Elizabeth Coppolaro, of High Street, Warboys, admitted to 19 counts of fraud at Peterborough Crown Court on Thursday, which took place between August 2007 and March 2016.

Over the course of a nine-year-period Coppolaro, acting as a financial advisor, took money from 14 victims and pretended to put the money into investment schemes and building projects, gaining £551,415.

Ben Isaacs, prosecuting, said: “This has had a heavy impact on some of the victims, some of these victims being elderly and having invested their life savings, or rather thought they were investing their life savings.”

One of Coppolaro’s victims was a widower, and Coppolaro “became a close friend” and “used her trust” to defraud the victim of £115,000.

The matters were not reported to the police until the beginning of last year when another of Coppolaro’s victims, a 68-year-old woman, became concerned about not receiving a return on her investment.

On this occasion the victim, in 2014, had written a cheque out to a made-up company of ECo, which she thought was an investment company.

Mr Isaacs said: “It wasn’t until the victim contacted her bank that it was discovered that the defendant had changed the cheque to read her name.”

The victim contacted the police, in 2016, following the discovery and Coppolaro made full admissions to further counts of fraud.

The court heard that things began to unravel in 2006 when the 61-year-old gave up her job as a financial advisor and later suffered from the financial crash and the fall in the Spanish property market, which she had hoped to make a living from.

James Earle, in mitigation, said: “Mrs Coppolaro began to run into serious financial difficulty as she couldn’t remortgage her houses.

“Her debts by this time were spiralling out of control; it was her intention to repay the monies at some point. She did try from the outset to repay people; she did try to honour her debts.

“It simply slipped out of control and she had to continue the ponzi scheme to kept one step ahead of her debts.”

Mr Earle added that Coppolaro was using the money to pay her mortgage arrears and living expenses to be able to look after her extended family.

“She has quite a complex family background but none of this is an excuse for what she has done,” Mr Earle said.

It was added that the widow had paid back some of the money that she had taken but Judge Sean Enright said this only allowed her to continue her scheme.

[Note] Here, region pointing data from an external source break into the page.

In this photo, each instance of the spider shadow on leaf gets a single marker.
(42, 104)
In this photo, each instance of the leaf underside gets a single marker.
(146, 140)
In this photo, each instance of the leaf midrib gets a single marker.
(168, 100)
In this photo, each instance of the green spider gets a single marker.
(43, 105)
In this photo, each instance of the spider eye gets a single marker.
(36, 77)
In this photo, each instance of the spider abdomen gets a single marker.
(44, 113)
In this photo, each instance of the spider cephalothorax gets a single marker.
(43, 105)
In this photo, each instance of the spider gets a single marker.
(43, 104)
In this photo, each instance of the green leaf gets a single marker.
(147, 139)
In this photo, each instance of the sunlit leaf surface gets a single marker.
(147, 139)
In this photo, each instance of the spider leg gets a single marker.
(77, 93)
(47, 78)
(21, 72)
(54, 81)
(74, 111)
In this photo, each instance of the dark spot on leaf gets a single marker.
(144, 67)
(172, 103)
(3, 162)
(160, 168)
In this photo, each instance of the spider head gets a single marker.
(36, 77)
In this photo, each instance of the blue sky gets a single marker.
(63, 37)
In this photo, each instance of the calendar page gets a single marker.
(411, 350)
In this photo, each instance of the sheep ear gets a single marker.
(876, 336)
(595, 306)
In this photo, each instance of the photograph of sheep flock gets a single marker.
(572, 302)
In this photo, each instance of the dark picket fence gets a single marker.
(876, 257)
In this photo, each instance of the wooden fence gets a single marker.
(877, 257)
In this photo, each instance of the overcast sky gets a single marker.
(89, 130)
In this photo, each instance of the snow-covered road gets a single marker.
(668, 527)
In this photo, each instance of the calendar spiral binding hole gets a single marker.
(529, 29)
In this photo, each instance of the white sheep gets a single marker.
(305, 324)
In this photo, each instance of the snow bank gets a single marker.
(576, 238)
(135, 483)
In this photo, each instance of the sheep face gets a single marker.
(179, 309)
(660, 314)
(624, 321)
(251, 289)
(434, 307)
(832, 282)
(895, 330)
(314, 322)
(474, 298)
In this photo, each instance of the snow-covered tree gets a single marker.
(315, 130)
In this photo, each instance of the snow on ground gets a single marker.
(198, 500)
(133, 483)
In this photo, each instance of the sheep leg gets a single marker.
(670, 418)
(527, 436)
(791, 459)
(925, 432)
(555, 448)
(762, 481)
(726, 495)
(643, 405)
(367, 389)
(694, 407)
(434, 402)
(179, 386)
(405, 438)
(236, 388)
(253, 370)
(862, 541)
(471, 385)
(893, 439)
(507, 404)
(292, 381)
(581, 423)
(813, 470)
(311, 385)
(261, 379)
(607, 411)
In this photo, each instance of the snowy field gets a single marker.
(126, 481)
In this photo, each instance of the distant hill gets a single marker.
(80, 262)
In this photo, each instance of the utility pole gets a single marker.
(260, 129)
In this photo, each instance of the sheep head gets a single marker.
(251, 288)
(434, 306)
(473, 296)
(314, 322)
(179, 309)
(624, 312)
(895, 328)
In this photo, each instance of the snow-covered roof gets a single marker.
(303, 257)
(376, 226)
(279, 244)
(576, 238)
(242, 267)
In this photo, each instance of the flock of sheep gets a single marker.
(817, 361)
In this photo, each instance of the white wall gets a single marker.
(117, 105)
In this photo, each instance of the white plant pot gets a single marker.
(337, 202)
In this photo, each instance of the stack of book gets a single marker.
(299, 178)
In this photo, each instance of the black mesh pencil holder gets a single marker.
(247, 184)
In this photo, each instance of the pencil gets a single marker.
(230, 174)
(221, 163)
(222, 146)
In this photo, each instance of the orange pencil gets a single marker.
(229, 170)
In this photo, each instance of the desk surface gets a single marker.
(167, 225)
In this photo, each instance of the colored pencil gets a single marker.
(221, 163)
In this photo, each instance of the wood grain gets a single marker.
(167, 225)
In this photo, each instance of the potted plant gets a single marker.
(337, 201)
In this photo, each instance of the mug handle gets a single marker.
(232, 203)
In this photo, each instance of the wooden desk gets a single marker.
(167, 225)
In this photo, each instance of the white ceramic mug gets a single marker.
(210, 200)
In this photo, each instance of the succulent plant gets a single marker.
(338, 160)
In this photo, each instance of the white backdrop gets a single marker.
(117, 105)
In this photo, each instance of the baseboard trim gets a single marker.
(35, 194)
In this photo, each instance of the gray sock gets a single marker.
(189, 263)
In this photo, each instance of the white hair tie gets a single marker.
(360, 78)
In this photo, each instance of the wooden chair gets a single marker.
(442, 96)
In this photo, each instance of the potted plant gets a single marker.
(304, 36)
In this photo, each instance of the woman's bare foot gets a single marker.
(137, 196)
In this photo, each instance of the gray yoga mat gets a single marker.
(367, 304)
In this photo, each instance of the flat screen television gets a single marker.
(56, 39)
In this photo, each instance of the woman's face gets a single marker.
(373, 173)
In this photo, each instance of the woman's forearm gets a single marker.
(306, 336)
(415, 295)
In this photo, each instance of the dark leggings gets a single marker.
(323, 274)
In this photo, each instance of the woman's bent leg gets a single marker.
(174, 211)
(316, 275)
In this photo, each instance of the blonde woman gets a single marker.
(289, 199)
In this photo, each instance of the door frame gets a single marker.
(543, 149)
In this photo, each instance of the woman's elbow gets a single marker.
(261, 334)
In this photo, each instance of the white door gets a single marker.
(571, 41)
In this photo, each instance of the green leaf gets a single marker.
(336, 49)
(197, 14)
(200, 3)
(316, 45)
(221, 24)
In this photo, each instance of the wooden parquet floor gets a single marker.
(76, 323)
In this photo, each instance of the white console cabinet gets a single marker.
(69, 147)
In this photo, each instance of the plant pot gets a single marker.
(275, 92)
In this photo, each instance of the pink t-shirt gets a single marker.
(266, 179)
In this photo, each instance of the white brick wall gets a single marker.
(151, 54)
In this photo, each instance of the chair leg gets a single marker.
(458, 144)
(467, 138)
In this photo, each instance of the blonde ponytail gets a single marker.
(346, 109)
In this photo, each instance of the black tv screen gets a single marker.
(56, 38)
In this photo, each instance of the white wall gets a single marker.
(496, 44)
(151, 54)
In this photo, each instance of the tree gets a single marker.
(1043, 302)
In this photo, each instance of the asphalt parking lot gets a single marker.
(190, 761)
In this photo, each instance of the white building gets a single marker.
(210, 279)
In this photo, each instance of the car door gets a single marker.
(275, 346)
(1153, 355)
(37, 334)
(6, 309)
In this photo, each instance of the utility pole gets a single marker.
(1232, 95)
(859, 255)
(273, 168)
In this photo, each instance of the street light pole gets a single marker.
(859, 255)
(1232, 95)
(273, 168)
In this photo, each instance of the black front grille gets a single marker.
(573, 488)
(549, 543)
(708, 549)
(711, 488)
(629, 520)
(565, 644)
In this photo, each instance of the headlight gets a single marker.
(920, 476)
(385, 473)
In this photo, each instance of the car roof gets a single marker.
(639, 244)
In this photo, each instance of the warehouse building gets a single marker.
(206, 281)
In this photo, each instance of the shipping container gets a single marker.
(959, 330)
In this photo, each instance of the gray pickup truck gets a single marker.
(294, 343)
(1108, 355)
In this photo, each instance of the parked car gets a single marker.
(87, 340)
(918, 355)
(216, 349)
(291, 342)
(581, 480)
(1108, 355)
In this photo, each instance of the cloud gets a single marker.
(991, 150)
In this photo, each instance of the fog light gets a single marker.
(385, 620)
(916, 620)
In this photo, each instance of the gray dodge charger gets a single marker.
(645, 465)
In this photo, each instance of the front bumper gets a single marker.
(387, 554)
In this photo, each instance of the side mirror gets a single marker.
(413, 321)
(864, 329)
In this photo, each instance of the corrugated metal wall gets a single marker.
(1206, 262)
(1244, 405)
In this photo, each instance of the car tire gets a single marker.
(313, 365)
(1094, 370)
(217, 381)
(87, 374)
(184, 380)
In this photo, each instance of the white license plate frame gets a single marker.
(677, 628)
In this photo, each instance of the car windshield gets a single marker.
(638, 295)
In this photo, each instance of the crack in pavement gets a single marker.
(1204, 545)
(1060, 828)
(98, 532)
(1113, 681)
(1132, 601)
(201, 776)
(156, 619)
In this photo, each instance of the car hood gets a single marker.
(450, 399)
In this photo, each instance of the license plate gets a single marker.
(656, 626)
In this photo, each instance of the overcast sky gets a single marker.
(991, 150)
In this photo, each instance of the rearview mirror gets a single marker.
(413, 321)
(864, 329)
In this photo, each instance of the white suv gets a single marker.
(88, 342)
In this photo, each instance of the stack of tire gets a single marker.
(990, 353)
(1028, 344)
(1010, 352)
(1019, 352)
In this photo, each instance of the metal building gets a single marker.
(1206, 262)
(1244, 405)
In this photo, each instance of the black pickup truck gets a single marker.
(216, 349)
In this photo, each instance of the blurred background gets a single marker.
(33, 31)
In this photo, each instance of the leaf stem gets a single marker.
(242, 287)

In sentencing, Mr Enright said: “The victims of this fraud were people who were known to you, in fact, friends in many instances, whose trust was placed in you for which you betrayed for your own financial purposes.”

Mr Enright concluded that it was clear that Coppolaro was using the money to look after her family but this “provided an explanation and not an excuse”.

As Mr Enright passed sentence, Coppolaro, sitting in the dock, kept her head down and wiped away tears.

In total, the grandmother was sentenced to three years and nine months.